AN official of the US government cited the Philippines’s transparency programs as crucial in achieving Sustainable Development Goals (SDGs)—a new set of global goals to end poverty and inequality over the next 15 years—saying that Manila’s good-governance approach tackles poverty and inequality.
US Ambassador to the United Nations Samantha Power said achieving the United Nations’ SDGs is central to the Open Government Partnership (OGP) agenda.
She noted that open and transparent government initiatives should ultimately set out to tackle poverty and inequality, citing the Philippines’s Bottom-up Budgeting is a good approach to open government initiative.
“In the Philippines one of OGP’s founding members, the government required grassroots participation in the planning and budgeting of poverty-reduction programs in every one of the country’s 1,634 municipal and provincial governments,” said Power, leader of the US delegation to the OGP summit.

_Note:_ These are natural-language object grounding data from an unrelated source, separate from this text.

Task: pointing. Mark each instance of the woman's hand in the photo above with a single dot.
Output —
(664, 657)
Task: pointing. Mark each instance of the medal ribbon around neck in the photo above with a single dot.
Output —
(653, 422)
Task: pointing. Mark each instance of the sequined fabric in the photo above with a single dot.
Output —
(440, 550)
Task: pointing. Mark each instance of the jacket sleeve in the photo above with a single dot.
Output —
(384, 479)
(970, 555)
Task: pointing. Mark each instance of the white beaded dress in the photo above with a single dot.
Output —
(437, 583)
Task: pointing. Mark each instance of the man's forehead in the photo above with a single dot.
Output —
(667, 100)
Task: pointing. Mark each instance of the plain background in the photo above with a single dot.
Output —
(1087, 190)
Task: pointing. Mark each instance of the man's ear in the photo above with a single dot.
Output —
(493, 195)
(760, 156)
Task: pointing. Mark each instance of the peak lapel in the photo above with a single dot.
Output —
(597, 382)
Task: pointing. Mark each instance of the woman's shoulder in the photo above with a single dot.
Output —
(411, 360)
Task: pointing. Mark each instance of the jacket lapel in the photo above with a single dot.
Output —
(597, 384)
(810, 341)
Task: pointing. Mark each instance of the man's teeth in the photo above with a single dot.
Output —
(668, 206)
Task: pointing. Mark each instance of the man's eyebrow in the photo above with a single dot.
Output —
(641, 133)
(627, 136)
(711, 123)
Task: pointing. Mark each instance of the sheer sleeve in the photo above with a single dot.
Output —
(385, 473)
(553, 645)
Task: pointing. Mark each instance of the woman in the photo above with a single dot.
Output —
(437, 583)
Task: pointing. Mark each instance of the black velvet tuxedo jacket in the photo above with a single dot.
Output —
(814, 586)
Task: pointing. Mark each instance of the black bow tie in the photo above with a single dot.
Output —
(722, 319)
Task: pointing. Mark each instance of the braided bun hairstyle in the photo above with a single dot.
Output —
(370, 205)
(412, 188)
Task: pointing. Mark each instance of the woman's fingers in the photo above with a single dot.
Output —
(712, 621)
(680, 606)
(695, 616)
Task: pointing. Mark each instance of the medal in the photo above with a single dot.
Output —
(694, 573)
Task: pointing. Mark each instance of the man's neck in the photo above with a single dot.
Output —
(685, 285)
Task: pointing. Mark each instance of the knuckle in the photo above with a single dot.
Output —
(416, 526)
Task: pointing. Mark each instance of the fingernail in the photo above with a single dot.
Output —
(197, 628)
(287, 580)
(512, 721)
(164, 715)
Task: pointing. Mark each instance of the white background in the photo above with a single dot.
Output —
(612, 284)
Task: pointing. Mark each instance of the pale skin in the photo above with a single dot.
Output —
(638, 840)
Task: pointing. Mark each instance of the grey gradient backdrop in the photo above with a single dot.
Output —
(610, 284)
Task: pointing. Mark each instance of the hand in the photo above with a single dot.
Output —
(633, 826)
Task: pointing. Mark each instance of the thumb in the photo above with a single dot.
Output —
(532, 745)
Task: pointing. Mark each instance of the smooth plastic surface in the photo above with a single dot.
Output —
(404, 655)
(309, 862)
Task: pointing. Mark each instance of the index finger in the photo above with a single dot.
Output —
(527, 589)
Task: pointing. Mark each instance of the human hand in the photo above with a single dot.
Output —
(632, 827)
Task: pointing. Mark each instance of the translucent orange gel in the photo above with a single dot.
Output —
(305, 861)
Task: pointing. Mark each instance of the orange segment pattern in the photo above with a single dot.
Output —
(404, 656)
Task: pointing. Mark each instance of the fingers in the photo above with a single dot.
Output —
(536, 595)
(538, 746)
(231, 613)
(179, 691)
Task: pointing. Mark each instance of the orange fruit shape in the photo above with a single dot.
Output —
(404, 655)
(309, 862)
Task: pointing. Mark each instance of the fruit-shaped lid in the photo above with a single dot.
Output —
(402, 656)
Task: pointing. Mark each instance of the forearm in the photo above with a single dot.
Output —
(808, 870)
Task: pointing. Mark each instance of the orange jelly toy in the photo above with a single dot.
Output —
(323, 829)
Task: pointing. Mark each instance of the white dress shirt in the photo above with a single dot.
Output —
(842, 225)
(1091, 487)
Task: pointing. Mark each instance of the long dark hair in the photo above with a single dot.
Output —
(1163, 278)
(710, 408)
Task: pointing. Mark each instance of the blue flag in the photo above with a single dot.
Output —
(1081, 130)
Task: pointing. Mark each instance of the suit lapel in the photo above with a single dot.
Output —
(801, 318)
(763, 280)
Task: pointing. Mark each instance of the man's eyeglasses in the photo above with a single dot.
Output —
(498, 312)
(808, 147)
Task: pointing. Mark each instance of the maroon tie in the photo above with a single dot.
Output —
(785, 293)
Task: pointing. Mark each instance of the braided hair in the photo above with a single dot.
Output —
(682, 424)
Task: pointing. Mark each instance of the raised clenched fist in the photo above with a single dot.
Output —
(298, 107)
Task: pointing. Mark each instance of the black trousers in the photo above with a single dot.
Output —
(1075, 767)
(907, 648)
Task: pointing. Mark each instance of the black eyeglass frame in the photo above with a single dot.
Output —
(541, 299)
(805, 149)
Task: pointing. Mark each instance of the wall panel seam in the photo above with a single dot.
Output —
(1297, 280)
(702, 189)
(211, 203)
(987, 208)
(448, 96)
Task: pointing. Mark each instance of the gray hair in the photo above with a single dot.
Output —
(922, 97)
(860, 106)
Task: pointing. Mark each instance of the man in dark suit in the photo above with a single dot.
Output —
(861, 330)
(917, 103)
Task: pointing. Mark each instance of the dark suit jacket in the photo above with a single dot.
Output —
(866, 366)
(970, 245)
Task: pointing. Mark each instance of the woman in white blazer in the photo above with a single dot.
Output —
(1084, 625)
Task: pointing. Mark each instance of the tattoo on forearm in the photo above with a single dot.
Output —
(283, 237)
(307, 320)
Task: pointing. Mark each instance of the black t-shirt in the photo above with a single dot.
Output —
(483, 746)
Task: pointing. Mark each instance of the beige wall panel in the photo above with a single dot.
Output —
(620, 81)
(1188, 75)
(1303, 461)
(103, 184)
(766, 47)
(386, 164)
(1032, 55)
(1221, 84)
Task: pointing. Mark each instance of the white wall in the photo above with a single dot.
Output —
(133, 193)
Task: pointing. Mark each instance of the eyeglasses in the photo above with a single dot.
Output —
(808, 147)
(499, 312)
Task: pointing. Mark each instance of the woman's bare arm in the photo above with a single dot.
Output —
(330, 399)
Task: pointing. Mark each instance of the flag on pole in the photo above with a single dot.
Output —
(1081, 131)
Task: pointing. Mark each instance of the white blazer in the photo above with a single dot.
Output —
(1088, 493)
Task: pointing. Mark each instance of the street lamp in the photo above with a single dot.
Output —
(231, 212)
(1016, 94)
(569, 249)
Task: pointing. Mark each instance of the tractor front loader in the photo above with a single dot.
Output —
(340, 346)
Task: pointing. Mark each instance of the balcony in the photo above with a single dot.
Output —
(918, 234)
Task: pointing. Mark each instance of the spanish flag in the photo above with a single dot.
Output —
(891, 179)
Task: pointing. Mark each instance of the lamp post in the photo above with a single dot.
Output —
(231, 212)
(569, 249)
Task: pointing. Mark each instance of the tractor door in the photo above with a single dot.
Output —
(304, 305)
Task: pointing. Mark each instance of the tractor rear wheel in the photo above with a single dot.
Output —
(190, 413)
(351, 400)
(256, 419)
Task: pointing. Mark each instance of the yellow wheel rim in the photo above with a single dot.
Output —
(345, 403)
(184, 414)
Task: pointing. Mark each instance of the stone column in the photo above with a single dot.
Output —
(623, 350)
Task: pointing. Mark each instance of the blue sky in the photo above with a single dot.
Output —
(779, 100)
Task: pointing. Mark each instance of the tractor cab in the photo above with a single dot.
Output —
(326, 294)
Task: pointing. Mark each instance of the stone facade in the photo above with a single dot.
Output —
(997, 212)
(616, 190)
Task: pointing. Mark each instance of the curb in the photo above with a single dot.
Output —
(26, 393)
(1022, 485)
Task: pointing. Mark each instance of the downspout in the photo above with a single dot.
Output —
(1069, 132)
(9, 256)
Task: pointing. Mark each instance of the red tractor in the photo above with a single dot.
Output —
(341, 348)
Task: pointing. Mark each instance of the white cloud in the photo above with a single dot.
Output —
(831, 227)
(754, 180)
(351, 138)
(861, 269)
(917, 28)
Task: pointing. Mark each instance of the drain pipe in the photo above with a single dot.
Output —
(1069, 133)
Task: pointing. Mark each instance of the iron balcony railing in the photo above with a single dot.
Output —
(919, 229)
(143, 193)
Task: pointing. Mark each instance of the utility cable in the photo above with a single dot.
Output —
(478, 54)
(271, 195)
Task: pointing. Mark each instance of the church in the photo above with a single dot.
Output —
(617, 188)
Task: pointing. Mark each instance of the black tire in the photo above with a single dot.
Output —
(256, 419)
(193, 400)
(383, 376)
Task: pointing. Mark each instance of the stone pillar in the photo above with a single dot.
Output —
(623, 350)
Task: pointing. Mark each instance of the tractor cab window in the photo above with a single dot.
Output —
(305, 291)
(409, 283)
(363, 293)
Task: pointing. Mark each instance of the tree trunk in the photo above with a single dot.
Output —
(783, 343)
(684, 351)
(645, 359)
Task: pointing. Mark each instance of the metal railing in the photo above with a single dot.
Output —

“And that has resulted not only in greater citizen involvement in the creation, implementation and evaluation of programs, meaning that the programs themselves are tailored for the communities rather than invented by some bureaucrat in an office that’s not in touch with what people really need,” she added.
Budget Undersecretary Richard E. Moya led the Philippine delegation to the OGP in Mexico City, along with Philippines Task Force and several representatives of civil society organizations advocating transparency and accountability through open data.
The three-day event that concluded on October 29 came up with a declaration signed by OGP members, including the Philippines, committing to use their participation in OGP to implement the new global goals and to increase the transparency of the resources intended to fight poverty.
Moya said part of the summit agenda is the adoption ceremony of the Philippines’s Open Data Charter, which will take place during the closing plenary session.
The Philippines’s Open Data Charter sets out in detail the guidelines for the implementation of open-data standards in the country.
“The Open Data Charter was developed to help bolster transparency and accountability in government by nurturing an environment of public empowerment. With this charter, the public can hold their government accountable, and broaden their role in their country’s development,” Moya said.
The Philippines is now on its third year of implementation of OGP National Action Plan from 2015 to 2017. The action plan commits the national government, civil society and the private sector to promote transparency and good governance.